Lolei is composed of four tower sanctuaries, the remains of the original ensemble that was without doubt more complex. The King Yasovarman consecrated Lolei to the memory of his ancestors, particularly his father, in 893 AD.
Built in two tiers, the island on which the temple is found is itself located in the middle (but to the north along a north south axis) of the first great Baray of the region, the Indratataka. This large reservoir, measuring 3,800 meters by 800 meters, bears the name of its constructor, Indravarman (the father of Yasovarman) who began to build the reservoir on the fifth day following his coronation, as recorded in a Sanskrit inscription.
The inscriptions in Khmer which can still be admired on all the door jambs present an exceptional interest for two reasons. Their calligraphy is in itself a work of art, a fact noted with emphasis by the first scientific explorers of the 1860s. The inscriptions also provide us with a wealth of details concerning the moment chosen for the consecration of the temple, as well as elaborating on the delicate division of tasks carried out by the several hundred servants attached to each tower.

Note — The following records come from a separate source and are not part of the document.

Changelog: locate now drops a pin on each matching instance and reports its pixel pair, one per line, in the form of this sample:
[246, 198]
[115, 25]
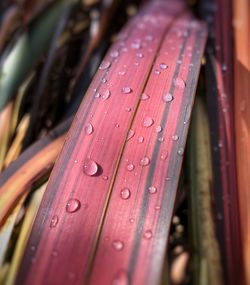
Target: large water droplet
[148, 234]
[144, 96]
[167, 97]
[73, 205]
[105, 65]
[54, 221]
[125, 193]
[163, 66]
[126, 90]
[152, 189]
[118, 245]
[88, 129]
[90, 167]
[179, 83]
[130, 167]
[131, 133]
[106, 94]
[145, 161]
[148, 122]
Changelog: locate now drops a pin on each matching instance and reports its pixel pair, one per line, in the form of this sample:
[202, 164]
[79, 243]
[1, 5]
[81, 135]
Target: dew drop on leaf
[73, 205]
[125, 193]
[88, 129]
[90, 167]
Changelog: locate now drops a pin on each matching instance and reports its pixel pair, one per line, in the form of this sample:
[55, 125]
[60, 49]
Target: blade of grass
[89, 173]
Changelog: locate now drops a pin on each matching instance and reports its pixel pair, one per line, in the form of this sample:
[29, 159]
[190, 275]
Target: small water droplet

The name Lolei is really a phonetic corruption, commonly used in Siem Reap Province, of Harihara + alay, the name of the first 9th century Angkorian capital centered around present day Roluos. Even after constructing the island and its sanctuaries, Yasovarman still had the idea to move his capital to the region of Phnom Bakheng, about fourteen kilometers to the northwest of Lolei, site of the future city of Yasodhara.
It is not implausible that Yasovarman was building at Lolei while moving his capital at the same time. The choice to establish Lolei at the center of the Indratataka at this time was of specific symbolic meaning and significance since it put the dedicated object (Lolei dedicated to Indravarman) at the heart of the work of the one to whom it was dedicated (the Indratataka built by Indravarman).